The magazine usually contains a disclaimer that war is hell for everybody, which many critics see as window-dressing.

Clearly, there is a distinction between material that glorifies Nazi-era soldiers and active promotion of neo-Nazi ideology. But Der Landser's detractors point out that the magazine rarely, if ever, refers to the Holocaust or other Nazi war crimes.

They also argue that the magazine is read predominantly by right-wing and far-right ideologues and has served as a useful recruitment tool for neo-Nazis in eastern Germany since the fall of the Berlin Wall.

Nazi themes crop up across other parts of the Bauer publishing empire. The latest issue of the German magazine Geschichte und Wissen (History and Knowledge) has a cover feature on Leni Riefenstahl, the filmmaker responsible for the documentary "Triumph of the Will" and described on the cover as "Hitler's beloved director."

The same magazine has previously run cover pieces on Hitler seizing power (complete with large color photo of the Fuehrer) and on Hitler's family.

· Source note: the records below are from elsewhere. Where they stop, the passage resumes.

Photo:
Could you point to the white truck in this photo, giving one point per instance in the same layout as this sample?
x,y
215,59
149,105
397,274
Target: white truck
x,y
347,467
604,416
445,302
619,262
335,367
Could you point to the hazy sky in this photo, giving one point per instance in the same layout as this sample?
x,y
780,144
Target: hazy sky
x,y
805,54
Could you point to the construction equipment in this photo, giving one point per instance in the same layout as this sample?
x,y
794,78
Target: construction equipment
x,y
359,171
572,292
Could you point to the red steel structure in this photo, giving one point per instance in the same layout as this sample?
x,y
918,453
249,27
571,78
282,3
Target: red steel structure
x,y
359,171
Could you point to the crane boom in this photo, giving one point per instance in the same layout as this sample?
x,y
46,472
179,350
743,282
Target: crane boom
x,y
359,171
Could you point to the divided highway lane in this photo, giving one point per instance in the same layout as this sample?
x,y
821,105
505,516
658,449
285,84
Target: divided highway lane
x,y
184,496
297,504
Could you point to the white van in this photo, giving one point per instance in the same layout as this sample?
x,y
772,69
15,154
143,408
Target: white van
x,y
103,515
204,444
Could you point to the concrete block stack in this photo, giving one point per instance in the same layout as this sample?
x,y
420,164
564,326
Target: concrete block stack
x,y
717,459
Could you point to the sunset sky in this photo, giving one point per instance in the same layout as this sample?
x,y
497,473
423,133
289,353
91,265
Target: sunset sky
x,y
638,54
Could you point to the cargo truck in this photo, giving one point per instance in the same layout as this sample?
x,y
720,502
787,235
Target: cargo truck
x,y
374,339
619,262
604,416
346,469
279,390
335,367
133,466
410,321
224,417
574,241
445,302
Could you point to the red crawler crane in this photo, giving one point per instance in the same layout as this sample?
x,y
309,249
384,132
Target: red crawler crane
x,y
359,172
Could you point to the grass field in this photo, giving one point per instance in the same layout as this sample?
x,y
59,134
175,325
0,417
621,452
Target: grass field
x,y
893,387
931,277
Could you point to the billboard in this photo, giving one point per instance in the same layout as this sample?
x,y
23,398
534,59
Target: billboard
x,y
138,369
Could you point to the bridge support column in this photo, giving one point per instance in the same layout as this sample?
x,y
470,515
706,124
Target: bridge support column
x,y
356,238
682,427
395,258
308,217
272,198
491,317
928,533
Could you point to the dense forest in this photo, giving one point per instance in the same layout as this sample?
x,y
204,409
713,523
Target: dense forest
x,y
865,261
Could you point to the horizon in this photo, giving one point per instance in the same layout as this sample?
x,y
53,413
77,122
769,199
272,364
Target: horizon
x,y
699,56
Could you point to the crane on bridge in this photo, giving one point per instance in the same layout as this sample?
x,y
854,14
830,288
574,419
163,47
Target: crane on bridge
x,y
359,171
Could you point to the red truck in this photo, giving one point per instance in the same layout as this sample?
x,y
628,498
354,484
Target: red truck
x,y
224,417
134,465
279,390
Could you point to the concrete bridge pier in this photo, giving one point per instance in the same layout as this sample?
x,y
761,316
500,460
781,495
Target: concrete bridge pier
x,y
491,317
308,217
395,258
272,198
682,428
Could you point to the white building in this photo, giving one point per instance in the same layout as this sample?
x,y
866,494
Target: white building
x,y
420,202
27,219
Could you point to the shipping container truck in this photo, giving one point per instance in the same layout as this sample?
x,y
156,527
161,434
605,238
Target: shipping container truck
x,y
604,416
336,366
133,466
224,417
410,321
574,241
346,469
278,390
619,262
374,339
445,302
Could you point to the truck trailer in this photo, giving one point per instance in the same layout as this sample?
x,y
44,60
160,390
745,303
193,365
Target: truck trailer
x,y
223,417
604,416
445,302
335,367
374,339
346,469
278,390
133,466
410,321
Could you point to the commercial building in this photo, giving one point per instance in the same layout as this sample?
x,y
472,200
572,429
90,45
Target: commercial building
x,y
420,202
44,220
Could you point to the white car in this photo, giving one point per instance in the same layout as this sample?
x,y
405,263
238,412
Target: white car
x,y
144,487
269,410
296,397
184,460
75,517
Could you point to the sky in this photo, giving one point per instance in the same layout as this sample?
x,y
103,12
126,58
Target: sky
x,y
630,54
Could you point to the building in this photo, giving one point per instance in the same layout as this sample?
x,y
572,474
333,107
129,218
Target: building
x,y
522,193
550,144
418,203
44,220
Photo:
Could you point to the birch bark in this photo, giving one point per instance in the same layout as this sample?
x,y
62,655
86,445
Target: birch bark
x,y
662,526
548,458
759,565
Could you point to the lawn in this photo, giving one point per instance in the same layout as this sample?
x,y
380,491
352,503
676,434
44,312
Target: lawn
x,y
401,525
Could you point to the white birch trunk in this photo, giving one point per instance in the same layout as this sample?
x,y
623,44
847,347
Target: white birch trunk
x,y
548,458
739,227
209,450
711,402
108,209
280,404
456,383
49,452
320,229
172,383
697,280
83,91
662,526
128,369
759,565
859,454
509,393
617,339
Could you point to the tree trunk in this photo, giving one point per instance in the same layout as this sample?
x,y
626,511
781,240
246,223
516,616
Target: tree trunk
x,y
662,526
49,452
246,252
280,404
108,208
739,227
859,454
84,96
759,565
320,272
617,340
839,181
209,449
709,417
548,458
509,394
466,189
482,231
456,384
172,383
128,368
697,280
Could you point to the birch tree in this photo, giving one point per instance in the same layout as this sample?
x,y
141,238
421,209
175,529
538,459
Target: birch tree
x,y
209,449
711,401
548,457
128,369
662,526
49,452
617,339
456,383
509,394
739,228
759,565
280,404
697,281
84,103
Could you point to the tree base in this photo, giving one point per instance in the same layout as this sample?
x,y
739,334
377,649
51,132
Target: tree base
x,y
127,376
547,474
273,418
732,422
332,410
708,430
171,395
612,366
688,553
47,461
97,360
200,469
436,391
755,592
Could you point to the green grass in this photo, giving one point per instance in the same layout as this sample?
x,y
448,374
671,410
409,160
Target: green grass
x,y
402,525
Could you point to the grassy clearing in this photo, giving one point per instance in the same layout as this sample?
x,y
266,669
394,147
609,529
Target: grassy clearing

Another magazine, Militaer und Geschichte (The Military and History), has run cover stories on Hermann Goering, the Nazi armed forces chief, and on the Nazi party.

While these articles and covers do not connote political sympathy for the Nazis, they are still relatively unusual in Germany where the darkest years of the country's history remain, 68 years after the end of World War II, a subject to be handled delicately or, more often, avoided.